きっと虐めている女子たちよりも何倍も強くて、そして確固たる信念というものを持っていた。

だからこそ、伝えなければならない。


「……見て見ぬ振りをしてきた俺も、虐めてる女子たちも。きっと自分が、周りとの関係が、変わってしまうのが怖いんだと思う」


安心できる場所が欲しくて、自分はここにいるんだという確証が欲しくて。

自分が変わっていないと感じたら、周りも変わっていないのだと知りたくて。

自分が変わったと感じたら、周りも変わっているのだと知りたくなる。


「変わることを恐れて、いつかは終わってしまう現実から目を背けている。今の関係と立場で生きていきたいと思ってしまう……現状のままでいればいい、そう思う吉永さんも例外じゃない」

「……私も、悪いのかな?」

「少なくとも、俺たちからしたら悪いのは虐めてる側の女子たちかな。そして今までは俺もベルもいた、知らない振りをする奴らだって悪かもしれない」


誰が悪いかなんてことは、目線を変えればいくらでも別の意見が言える。

だから善悪を決めることに対した意味はなく、大事なのは俺たちがどう生きるか、で。

今の立場が嫌だと感じている君ならば、きっと変われるはずなんだ。


「変わりたいか、変わりたくないのか。

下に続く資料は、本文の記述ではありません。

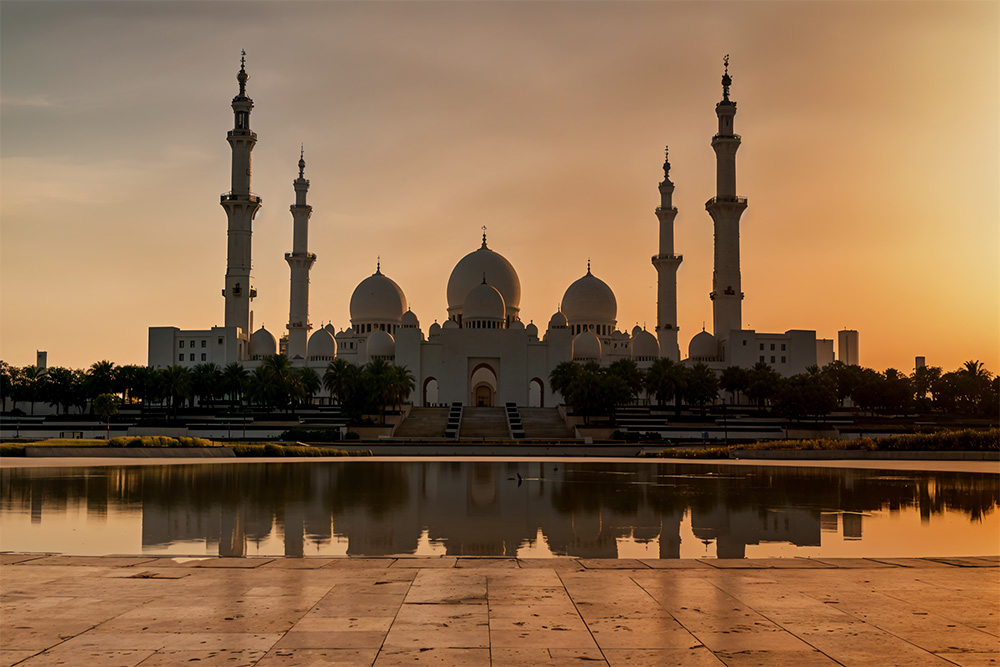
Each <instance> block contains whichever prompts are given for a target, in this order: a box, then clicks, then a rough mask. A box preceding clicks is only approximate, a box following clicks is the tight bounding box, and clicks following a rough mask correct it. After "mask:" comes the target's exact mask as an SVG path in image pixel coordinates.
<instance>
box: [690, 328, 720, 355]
mask: <svg viewBox="0 0 1000 667" xmlns="http://www.w3.org/2000/svg"><path fill="white" fill-rule="evenodd" d="M717 356H719V343H718V341H716V340H715V336H713V335H712V334H710V333H708V332H707V331H704V330H702V332H701V333H700V334H698V335H696V336H695V337H694V338H692V339H691V342H690V343H688V357H689V358H691V359H715V358H716V357H717Z"/></svg>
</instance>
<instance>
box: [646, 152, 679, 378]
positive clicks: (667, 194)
mask: <svg viewBox="0 0 1000 667" xmlns="http://www.w3.org/2000/svg"><path fill="white" fill-rule="evenodd" d="M659 189H660V205H659V206H657V207H656V218H657V220H659V221H660V251H659V253H657V254H656V255H653V266H654V267H656V340H657V341H658V342H659V344H660V356H661V357H666V358H667V359H671V360H672V361H680V348H679V347H678V345H677V331H678V327H677V269H679V268H680V265H681V262H682V261H684V257H683V256H682V255H676V254H674V218H676V217H677V209H676V208H675V207H674V205H673V196H674V184H673V183H672V182H671V181H670V147H669V146H667V147H665V148H664V150H663V181H662V182H661V183H660V188H659Z"/></svg>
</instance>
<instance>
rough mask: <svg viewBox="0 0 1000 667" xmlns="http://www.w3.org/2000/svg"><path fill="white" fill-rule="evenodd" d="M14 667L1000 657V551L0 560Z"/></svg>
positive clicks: (991, 660)
mask: <svg viewBox="0 0 1000 667" xmlns="http://www.w3.org/2000/svg"><path fill="white" fill-rule="evenodd" d="M0 556H2V559H0V565H2V568H0V601H2V612H3V615H2V617H0V665H2V666H3V667H7V666H9V665H24V666H25V667H42V666H50V665H71V666H73V667H91V666H95V667H96V666H99V667H133V666H140V665H141V667H163V666H170V667H173V666H176V665H199V666H200V667H216V666H221V665H225V666H226V667H242V666H244V665H247V666H249V665H256V666H258V667H279V666H281V667H291V666H293V665H295V666H305V665H366V666H372V665H374V666H376V667H380V666H383V665H445V666H456V667H457V666H460V665H484V666H490V667H500V666H503V665H510V666H516V665H525V666H527V665H531V666H534V665H610V666H615V665H630V666H636V667H642V666H644V665H655V666H656V667H661V666H669V665H716V666H719V665H731V666H733V667H738V666H743V665H794V666H796V667H811V666H812V665H878V666H879V667H890V666H892V665H901V666H902V665H905V666H906V667H913V666H919V665H942V666H944V665H967V666H969V667H972V666H977V667H978V666H981V665H1000V613H998V612H1000V568H998V566H1000V558H997V557H987V558H951V559H948V558H937V559H821V560H814V559H802V558H792V559H770V560H735V561H726V560H669V561H659V560H648V561H634V560H588V559H552V560H530V561H528V560H515V559H498V558H453V557H444V558H399V559H394V558H347V559H332V558H304V559H283V558H244V559H230V558H207V559H172V558H137V557H103V558H94V557H75V556H45V555H38V554H35V555H17V554H2V555H0Z"/></svg>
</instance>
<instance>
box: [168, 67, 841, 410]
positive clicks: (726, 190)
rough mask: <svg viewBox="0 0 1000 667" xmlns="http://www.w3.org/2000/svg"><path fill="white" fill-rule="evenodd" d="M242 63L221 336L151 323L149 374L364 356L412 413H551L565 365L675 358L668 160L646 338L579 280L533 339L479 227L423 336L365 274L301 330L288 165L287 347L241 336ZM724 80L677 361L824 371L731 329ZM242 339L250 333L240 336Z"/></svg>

俺は君の決めた意見を尊重するし、変わりたいと言うのなら全力で手伝うよ」

「……どうして、笹原くんはそこまで?」


確かに昨日まで知らんぷりをしていたクラスメイトへと向ける言葉ではないだろう。

だが、俺は決めたんだ。

ゆっくりと手を伸ばし、彼女へと手のひらを向ける。


「吉永さんは、どうしたい?」


そう問いかけるとまた彼女は俯く。

やはり一筋縄ではいかず、そう簡単に人を変えることなんて出来ない。

分かりきっていたことではあるが、自分の言葉が響かないというのは少々——


「——たい」


失敗を悟った俺の耳に小さく声が聞こえる。

それは優しくて暖かくて、心地の良い音色。

そしてその中に、意思によって固められた確かな芯があった。


「——私だって、変わりたい……!」


勢いよく顔を上げることで大きく揺れた前髪の隙間から、強く輝く瞳がこちらを見ていて。


「なら一緒に、変わろうじゃないか」

「……よろしく、お願いしますっ」


そうして俺たちの手は、ようやく一本の糸へと結びついたのだった。